You have presented graffiti photography in one of your exhibition. I think there are now two groups of critics of the presence of graffiti in museums, those who consider it as a minor art, or those who feel it loses its meaning once exposed because its legitimacy came from his contextualization (urban, illegal, …) and not its aesthetics. Did you asked yourself about the legitimacy of these photos.
When I was a teenager, I was a bit of graffiti writer and wanted to play the vandal and not be an artist, besides the search for a certain style and aesthetic. Graffiti gives an intense pleasure, it’s also a game similar to auto-fiction or role-playing improvised by children.
Indeed, I find very lame to show graffiti or associated acts in an exhibition space. It does not interest me and this thirty years old debate, does not interest me either.
The graffiti photography I showed were made by young and clumsy taggers, seeking pleasure and recognation from a small community. I love seeing this basic language in its most lyric form and I found the same feelings I seeked 15 years ago. This tribute to the innocence and romanticism of the teenagehood, has ultimately little to do with graffiti.
Your work involves a number of times your own models rather to the actual landscape, as in the video « Opa-Locka Will Be Beautiful. » In your opinion what are the models or maps have more to express than the territory.

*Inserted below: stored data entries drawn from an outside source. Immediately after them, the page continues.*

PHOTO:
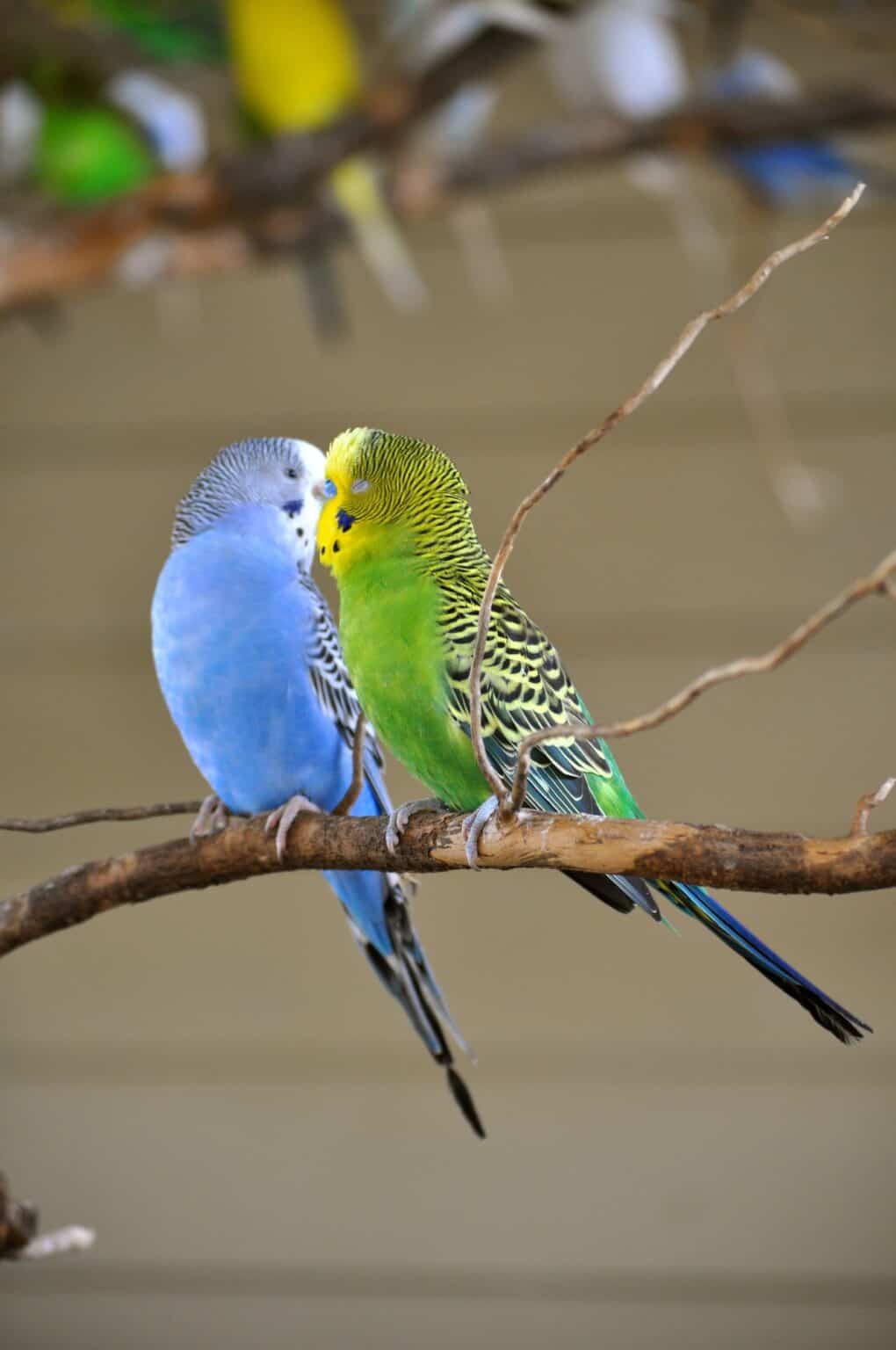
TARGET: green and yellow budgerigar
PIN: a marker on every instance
(297, 68)
(397, 533)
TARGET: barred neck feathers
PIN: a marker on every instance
(394, 494)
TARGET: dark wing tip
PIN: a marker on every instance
(465, 1100)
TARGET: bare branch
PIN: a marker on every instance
(18, 1222)
(706, 855)
(875, 584)
(359, 745)
(96, 816)
(657, 375)
(19, 1238)
(61, 1242)
(866, 805)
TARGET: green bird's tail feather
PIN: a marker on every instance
(828, 1014)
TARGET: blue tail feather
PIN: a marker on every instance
(828, 1014)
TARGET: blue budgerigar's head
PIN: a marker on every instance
(266, 471)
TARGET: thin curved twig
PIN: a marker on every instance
(868, 802)
(657, 375)
(96, 816)
(876, 582)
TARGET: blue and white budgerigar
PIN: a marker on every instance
(249, 666)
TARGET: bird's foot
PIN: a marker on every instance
(473, 825)
(282, 820)
(211, 818)
(397, 823)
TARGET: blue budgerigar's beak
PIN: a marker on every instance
(324, 489)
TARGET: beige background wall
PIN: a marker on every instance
(676, 1155)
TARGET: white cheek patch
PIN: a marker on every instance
(304, 523)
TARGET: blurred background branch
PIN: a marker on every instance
(19, 1237)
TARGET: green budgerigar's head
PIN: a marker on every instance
(384, 494)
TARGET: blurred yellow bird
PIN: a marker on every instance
(297, 68)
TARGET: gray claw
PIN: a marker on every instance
(211, 818)
(473, 828)
(397, 823)
(282, 820)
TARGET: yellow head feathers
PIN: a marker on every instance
(387, 493)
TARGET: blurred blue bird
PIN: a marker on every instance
(782, 173)
(251, 670)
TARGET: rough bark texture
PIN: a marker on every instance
(709, 855)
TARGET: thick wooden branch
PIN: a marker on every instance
(707, 855)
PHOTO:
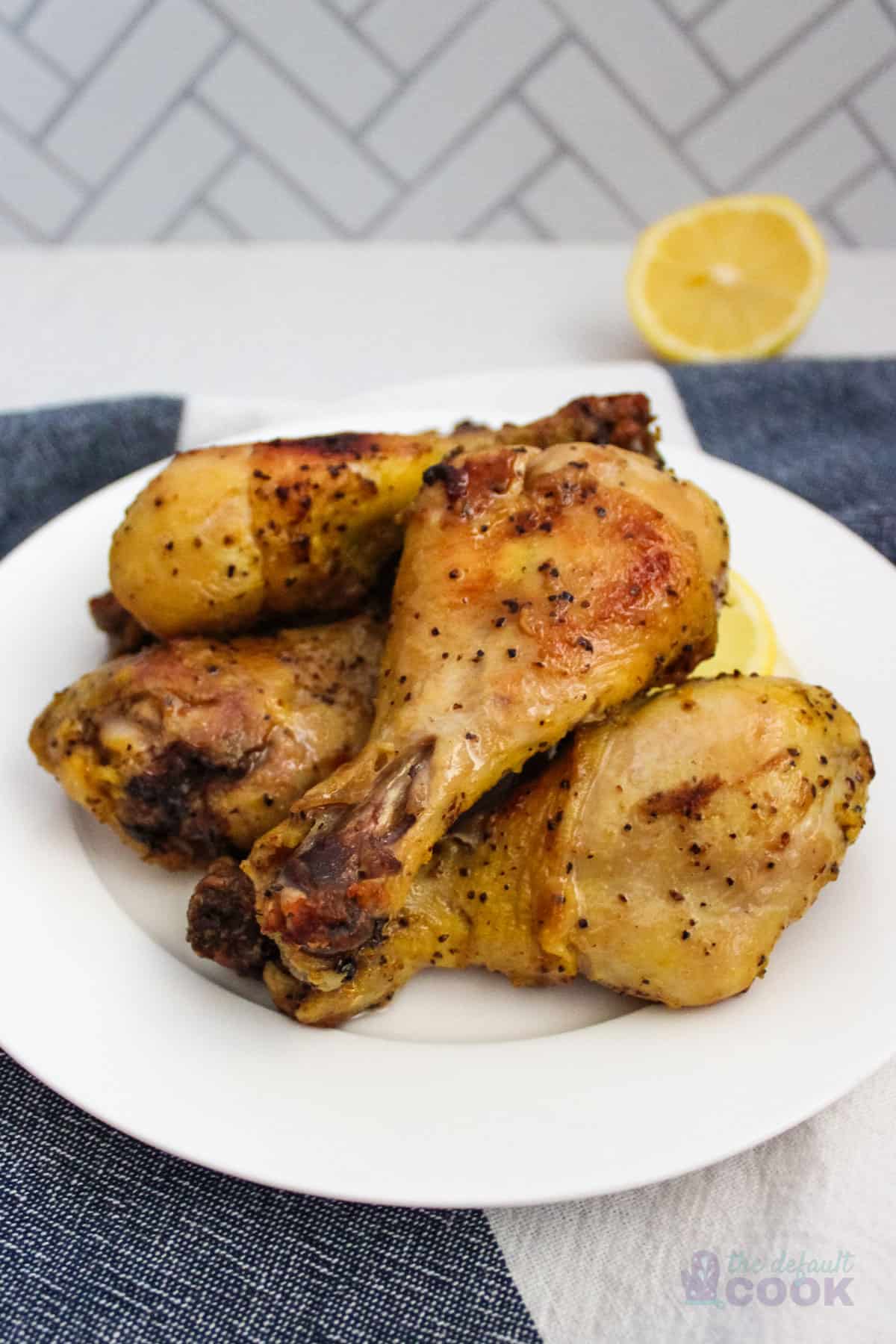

In « Opa-Locka Will Be beautiful », the models are a counterpoint to the live shooting, these two forms are complementary. In this video, it was a distancing tool which allow me to evoke the history and the past or present ambitions of this Miami suburb. They also bring narrative and staging into this documentary style video. At last orientalist architecture of Opa-Locka is inspired by the silent film background and I found important to also reconstitute a little stage on a film set and filming it with a cinematographic machinery.
The map or the model very well summarize the a territory lines of force, they allow us to embrace essential issues in a glance. At this scale we also see strong movements, communication between distant objects and their layering. From there we over-interprate the territory, it is a point of view made to say what you want and not what you would see. The models and maps are also objects of power, a strong statement, I especially think of the 3D map commissioned by Louis XIV in order to impressed the royal court of Versailles.
What are your next projects, what directions will you take in the future ?
I am making a film about an animal sculptor who works primarily for natural history museums. His job focuses on key issues related to representation, knowledge, imagination and interpretation. He works in an incredible place,speaks very well of his practice and creates beautiful shapes. I would like to linked his practice to the expert theories in various fields of research.
Can you name several artists (all categories included), who have particularly influenced you.
Mike Kelley, William Turner, Jeremy Deller, Philippe Pareno, Didier Marcel, Claude Parent, Paul Virilio, David Lynch, Michelangelo Antonioni, Andrei Tarkovsky, Jean Arp, Rodney Graham, Chantal Ackerman, William Karrel, Jean Vigo, Sven Augustijnen, Kenneth Anger, Lili Reynaud Dewar, Jordi Colomer, Mark Lewis, Hubert Robert, Nicolas Moulin.
In your opinion what are the most promising artists of your generation (opportunity to name some friends of course) ?
Ernesto Sartori, Jacques Loeuille, Yann Gerstberger, Gregory Buchert, Bérénice Merlet.